Integer solution

From the observation by user35202, the equation actually can be factorized as$$ (α + n - 1)(α + n - 3)(α - n)(α - n - 2) = 0. $$ So all the solutions are $α = -n + 1$, $α = -n + 3$, $α = n$, and $α = n + 2$.

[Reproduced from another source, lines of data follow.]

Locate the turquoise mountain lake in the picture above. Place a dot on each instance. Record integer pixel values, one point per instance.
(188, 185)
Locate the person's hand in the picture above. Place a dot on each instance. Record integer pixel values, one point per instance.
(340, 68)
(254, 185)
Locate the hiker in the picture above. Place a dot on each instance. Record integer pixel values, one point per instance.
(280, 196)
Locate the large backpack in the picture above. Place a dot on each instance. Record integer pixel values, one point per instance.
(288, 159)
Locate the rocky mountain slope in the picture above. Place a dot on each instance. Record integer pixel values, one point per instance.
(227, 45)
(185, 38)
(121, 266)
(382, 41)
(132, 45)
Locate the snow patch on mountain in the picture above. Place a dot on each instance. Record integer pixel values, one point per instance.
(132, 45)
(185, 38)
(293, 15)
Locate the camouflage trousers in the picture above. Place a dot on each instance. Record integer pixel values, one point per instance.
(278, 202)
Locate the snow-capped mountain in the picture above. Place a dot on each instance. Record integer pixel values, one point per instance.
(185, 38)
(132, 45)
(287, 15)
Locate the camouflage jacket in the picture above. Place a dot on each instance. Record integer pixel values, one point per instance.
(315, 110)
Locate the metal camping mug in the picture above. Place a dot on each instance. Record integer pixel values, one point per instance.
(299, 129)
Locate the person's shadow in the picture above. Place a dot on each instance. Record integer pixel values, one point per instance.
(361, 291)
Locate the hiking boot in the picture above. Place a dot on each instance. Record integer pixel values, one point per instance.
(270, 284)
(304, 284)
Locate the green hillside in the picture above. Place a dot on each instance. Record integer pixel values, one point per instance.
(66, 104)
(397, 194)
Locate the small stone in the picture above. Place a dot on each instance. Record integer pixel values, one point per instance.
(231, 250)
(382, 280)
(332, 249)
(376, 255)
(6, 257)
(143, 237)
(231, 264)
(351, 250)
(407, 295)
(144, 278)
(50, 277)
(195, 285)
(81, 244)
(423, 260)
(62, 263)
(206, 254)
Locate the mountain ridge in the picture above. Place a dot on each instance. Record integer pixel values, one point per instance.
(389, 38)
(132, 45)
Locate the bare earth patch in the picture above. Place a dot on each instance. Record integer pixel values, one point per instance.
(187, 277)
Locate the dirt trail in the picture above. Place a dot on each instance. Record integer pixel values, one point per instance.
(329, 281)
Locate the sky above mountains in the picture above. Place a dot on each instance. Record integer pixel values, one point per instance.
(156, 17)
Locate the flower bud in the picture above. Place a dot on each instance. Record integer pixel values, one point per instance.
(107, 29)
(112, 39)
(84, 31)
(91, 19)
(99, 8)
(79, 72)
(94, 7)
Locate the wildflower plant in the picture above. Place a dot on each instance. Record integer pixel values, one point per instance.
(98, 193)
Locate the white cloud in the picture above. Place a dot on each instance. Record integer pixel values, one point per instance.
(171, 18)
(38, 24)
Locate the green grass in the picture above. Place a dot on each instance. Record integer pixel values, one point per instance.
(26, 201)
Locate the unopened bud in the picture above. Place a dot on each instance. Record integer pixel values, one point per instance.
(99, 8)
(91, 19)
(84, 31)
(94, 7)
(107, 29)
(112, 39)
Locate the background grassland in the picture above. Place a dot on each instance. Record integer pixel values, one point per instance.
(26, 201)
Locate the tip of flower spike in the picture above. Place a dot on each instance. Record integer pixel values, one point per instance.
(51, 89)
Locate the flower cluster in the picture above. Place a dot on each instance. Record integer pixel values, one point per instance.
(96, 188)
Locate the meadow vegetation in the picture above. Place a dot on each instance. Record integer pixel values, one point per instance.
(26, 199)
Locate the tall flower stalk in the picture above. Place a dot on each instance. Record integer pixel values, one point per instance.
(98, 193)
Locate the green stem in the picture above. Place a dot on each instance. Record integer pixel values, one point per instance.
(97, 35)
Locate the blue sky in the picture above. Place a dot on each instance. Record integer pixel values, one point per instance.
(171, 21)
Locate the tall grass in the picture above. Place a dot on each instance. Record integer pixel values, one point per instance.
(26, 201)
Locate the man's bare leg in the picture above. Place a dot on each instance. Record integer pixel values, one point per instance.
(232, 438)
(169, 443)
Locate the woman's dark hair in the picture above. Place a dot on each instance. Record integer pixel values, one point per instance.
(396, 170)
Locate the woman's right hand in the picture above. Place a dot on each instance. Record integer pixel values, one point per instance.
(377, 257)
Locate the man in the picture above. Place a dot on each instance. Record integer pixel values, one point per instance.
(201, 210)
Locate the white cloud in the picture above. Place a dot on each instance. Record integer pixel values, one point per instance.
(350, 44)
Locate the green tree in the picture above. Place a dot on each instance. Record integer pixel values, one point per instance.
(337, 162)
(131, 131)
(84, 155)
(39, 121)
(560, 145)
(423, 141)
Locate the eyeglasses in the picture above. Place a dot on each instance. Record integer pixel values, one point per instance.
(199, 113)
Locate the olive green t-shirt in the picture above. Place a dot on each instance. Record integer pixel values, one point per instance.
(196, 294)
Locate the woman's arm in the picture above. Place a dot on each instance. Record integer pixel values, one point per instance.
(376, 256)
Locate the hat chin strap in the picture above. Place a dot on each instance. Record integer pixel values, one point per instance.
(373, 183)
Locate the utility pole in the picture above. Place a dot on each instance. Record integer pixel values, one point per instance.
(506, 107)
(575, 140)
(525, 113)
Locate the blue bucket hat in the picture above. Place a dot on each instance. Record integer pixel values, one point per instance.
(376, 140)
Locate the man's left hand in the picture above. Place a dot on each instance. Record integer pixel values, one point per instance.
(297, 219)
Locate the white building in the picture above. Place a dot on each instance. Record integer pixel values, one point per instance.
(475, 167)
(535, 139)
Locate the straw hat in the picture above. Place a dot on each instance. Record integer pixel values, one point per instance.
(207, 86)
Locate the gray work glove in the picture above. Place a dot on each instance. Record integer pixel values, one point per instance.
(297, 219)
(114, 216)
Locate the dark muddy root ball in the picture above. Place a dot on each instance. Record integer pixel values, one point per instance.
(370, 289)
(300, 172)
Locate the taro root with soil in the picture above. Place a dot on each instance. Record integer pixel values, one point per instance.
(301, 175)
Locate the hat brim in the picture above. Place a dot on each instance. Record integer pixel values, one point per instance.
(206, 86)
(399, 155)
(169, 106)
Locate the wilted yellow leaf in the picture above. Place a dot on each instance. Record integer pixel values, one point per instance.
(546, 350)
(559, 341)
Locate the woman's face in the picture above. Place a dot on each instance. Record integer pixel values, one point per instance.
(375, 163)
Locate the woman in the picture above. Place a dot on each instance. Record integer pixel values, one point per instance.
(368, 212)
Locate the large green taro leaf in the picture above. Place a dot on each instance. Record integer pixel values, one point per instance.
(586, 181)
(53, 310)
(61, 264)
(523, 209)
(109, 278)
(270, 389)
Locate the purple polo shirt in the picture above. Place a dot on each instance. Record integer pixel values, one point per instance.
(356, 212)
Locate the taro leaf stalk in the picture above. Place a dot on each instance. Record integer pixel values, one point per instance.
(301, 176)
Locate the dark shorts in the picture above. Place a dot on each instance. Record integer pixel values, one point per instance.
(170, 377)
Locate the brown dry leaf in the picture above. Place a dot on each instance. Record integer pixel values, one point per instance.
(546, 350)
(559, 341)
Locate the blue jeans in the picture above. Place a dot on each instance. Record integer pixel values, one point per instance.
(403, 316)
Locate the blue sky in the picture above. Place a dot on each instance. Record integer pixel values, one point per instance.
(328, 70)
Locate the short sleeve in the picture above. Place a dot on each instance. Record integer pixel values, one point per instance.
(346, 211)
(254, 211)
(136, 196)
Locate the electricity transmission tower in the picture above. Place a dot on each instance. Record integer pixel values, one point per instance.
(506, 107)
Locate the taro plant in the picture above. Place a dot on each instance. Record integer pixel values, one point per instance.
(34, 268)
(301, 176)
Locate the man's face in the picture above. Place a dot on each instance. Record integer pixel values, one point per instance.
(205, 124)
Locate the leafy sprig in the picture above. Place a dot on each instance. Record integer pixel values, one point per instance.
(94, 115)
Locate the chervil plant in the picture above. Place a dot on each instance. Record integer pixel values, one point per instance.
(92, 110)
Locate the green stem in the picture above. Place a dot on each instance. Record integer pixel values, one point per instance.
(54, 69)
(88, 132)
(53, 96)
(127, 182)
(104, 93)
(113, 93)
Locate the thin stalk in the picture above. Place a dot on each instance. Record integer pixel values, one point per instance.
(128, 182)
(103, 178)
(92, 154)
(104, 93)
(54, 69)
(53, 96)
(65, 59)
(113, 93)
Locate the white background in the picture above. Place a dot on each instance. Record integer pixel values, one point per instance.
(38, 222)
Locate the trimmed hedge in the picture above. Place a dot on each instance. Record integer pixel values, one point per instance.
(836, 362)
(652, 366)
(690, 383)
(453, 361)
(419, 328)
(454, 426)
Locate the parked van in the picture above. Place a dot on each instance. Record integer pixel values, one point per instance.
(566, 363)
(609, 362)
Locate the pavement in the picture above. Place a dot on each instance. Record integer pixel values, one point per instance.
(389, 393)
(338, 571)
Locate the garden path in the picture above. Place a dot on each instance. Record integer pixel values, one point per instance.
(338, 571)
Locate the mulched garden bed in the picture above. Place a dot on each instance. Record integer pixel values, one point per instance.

For a more "systematic way" which doesn't rely on "seeing" the right factorization, consider exploiting the symmetry around $\,\alpha=\frac{3}{2}=\frac{0+3}{2}=\frac{1+2}{2}\,$. Let $x-3/2 = y$, then substituting $x = y + 3/2$ in the original equation gives a biquadratic in $y$ i.e. a quadratic in $y^2$, which can then be routinely solved in the general case, without any assumptions about integer values:

$$ 16 y^4 - 8(4n^2-4n+5)y^2 + 16n^4 - 32 n^3 - 8 n^2 + 24 n + 9 = 0 $$

Your recurrence relation seems to be wrong if you are using the differential equations you give. It should be instead $$\alpha(\alpha-1)(\alpha-2)(\alpha-3)-2n(n-1)(\alpha-1)(\alpha-2)+[n(n-1)-2]n(n-1)=0$$

One solution to this equation is $\alpha=n+2$. Another is $\alpha=3-n$. As pointed by Alex Francisco the other 2 solutions are $\alpha=n$ and $\alpha=1-n$.